George looked at me, puzzled. “If someone was shot, I don’t wanta hear about it.”

“It’s good news.”

“Did we have a fortune willed to us?” Mr. Chinn asked.

“Not exactly,” I said, “but the three of us got our twenty-five dollar checks from CORE yesterday.”

“That ain’t exactly a fortune,” Mr. Chinn said, “but right now it sounds like one.”

“I have news for you, too,” George said.

“Wait, let me brace myself.” I backed against the wall. “Now, shoot.”

“We might get some clothes in next week. SNCC has been getting quite a bit from the Delta. They have a big shipment coming in from a Jewish synagogue somewhere. We convinced them to send it straight to Canton.”

“Are you kidding?” I said.

“I hope they ain’t lying to us,” Mr. Chinn said. “Anyway, they have enough food in Greenwood to keep us alive for a while. That I seen with my own eyes.”

“In that case, we’re in business,” I said.

A few days later as George and I drove up to the office after a trip to Jackson, we found a big express truck outside. We jumped out of the car to see what it was. I had a feeling I knew, but I was afraid to find out it wasn’t what I thought. As
George got out of the car, the driver of the truck asked, “Are you George Raymond?”

“Yes,” George answered.

“We have a shipment of clothes here for you.”

As we unloaded the boxes of clothes, I realized there was much more than we had expected. The office got so crowded we could barely move around in it. Boxes were stacked from the floor to the ceiling with little space left for us. I was so happy that they had come. They would help a lot of people, I thought. Maybe they would also help encourage Negroes to get out and vote. That was what had happened in the Delta.

The rest of the week I worked on sorting out the clothes. It was hard work, but I was happy doing it. I was feeling great until the weekend, then all of a sudden I became so depressed that I didn’t even feel like seeing or talking to anyone. When Dave and his wife Mattie came to Canton on Saturday afternoon for a weekend staff meeting, I excused myself and went for a walk alone. I was afraid someone would ask me what was wrong and I would burst into tears. I had cried lots of times when things weren’t going well with the project, but no one had ever seen me crying. I wasn’t about to let anyone see me now.

The others knew that I couldn’t go home again, but no one knew of the agony I was going through because of it. I never told anyone about all the letters I was receiving from Mama, begging me to leave Mississippi and always telling me that my life was in danger. They all had their share of problems. They couldn’t do anything about mine.

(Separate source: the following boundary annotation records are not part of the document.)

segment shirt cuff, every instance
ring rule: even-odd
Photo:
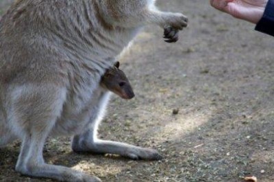
[[[274,36],[274,0],[269,0],[262,19],[255,30]]]

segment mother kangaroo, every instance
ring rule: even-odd
[[[155,150],[97,138],[109,98],[99,86],[105,70],[147,24],[175,42],[187,25],[180,13],[153,0],[18,0],[0,21],[0,147],[22,141],[16,170],[62,181],[101,181],[47,164],[50,135],[73,136],[77,152],[155,160]]]

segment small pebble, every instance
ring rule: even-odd
[[[173,111],[172,111],[173,115],[177,115],[178,113],[179,113],[179,109],[174,109]]]

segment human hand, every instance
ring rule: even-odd
[[[253,23],[262,18],[268,0],[210,0],[212,6]]]

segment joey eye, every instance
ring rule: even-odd
[[[110,73],[105,74],[105,77],[106,77],[106,78],[109,78],[109,77],[110,77],[110,76],[111,76],[111,74],[110,74]]]
[[[119,86],[120,87],[123,87],[123,86],[124,86],[125,84],[125,82],[119,82]]]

Now that I was walking, tears were running down my cheeks. Tomorrow I would be twenty-three years old, I thought. I had never failed before to get a birthday card from Adline or Mama. Mama was probably mad because I didn’t answer her last letter. “Why should I keep encouraging her to write, anyway?” I thought. “She never writes me a cheerful letter. She couldn’t possibly conceive of the things we’re going through here.” I knew she would never understand me if I
tried to tell her why I felt I had to do the work I was doing. All she would say is what she always said: “Negroes are going to have troubles until they’re dead, and after you are dead we’ll still have the same problems.”